In 2016-2017, SIUC reported an athletics budget deficit of $4.06 million, the largest among public schools in the Missouri Valley Conference. The year before, 2015-2016, losses were $4.3 million.

More than 50% of the department's funding historically comes from student fees, which have diminished in recent years, alongside declining enrollment.

“Meetings have been ongoing between campus administrators and board members to develop a long-term solution,” Marshall told the SIU Board of Trustees on Wednesday.

Chancellor Dunn declined to give specifics on the reforms being considered for the department but said he’s seen multiple ideas “with potential.”

The university is also assessing the consequences of its status as one of the most generous in the region.

Last year SIUC gave out $42.5 million in tuition discounts through scholarships (funded through donations, endowments and university funds) and waivers, which come directly from tuition revenues, according to Marshall.

That’s over twice as much institutional financial aid as nearby Southeast Missouri State University, per 2018 numbers, and substantially more than Murray State University in Kentucky.

“We’re sensitive to the needs of our students and families,” Dunn said. “We’re doing more and more with analytics, looking at how can we and the students get the best return on those investments...It is possible we could get the same great outcomes with a lesser expense, if we are more selective and predictive.”

Currently there are no plans to reduce tuition waivers, Dunn said, which SIUC awards at a much higher rate than its competitors— including $38 million worth last year.

And any future change would not impact current students, as all university financial aid packages are guaranteed 4-year commitments, added Rae Goldsmith, CEO of the SIU Foundation, the university’s fundraising arm.

“In addition to staff compensation, increasing the amount of donor funding behind our institutional scholarships is top priority,” Goldsmith said.

Though financial recovery is a slog, there have been several recent positive signs, university leaders told the board, Wednesday.

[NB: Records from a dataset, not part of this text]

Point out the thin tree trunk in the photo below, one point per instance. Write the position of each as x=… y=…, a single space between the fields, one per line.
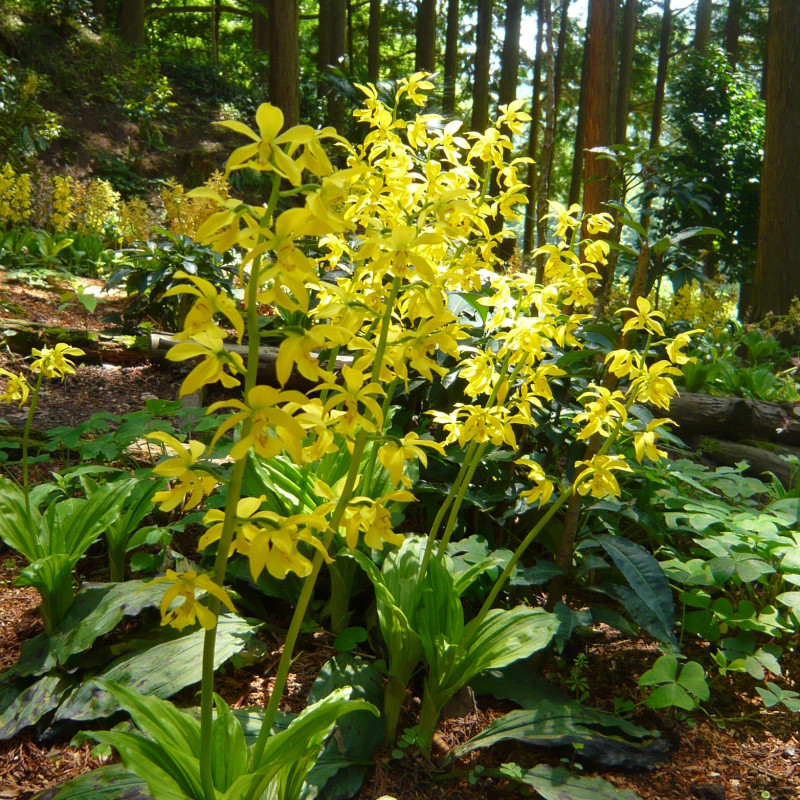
x=777 y=277
x=338 y=48
x=131 y=22
x=425 y=54
x=732 y=30
x=284 y=61
x=509 y=63
x=580 y=129
x=374 y=41
x=702 y=26
x=261 y=25
x=625 y=71
x=483 y=51
x=658 y=103
x=215 y=18
x=533 y=136
x=562 y=47
x=324 y=35
x=547 y=144
x=451 y=58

The university was successful in its recent $75 million fundraising campaign, finishing seven months early. Athletics has increased fundraising and boosted revenue via the sale of naming rights to the SIU Arena, and the university has secured approval for new programs like nursing, business analytics and occupational therapy, which it hopes will attract new students.

SIUC also expects to receive about $5 million annually from the state to address deferred maintenance, Marshall said, once this year’s $45-billion capital bill begins to pay out.

“We are gaining momentum that will lead to enrollment growth over time,” Marshall said.

Multiple trustees agreed Wednesday, lauding the university’s management team.

“I applaud the effort that you and others have come together as a team,” said Trustee Ed Hightower. “It’s obvious we’re going to continue to see positive progress.”

This story has been updated to indicate SIUC's true total financial aid last year ($42.5 million) and the true amount awarded via tuition waivers ($38 million).

A description of substantial budget savings has also been updated, to clarify that faculty and staff attrition is a key factor.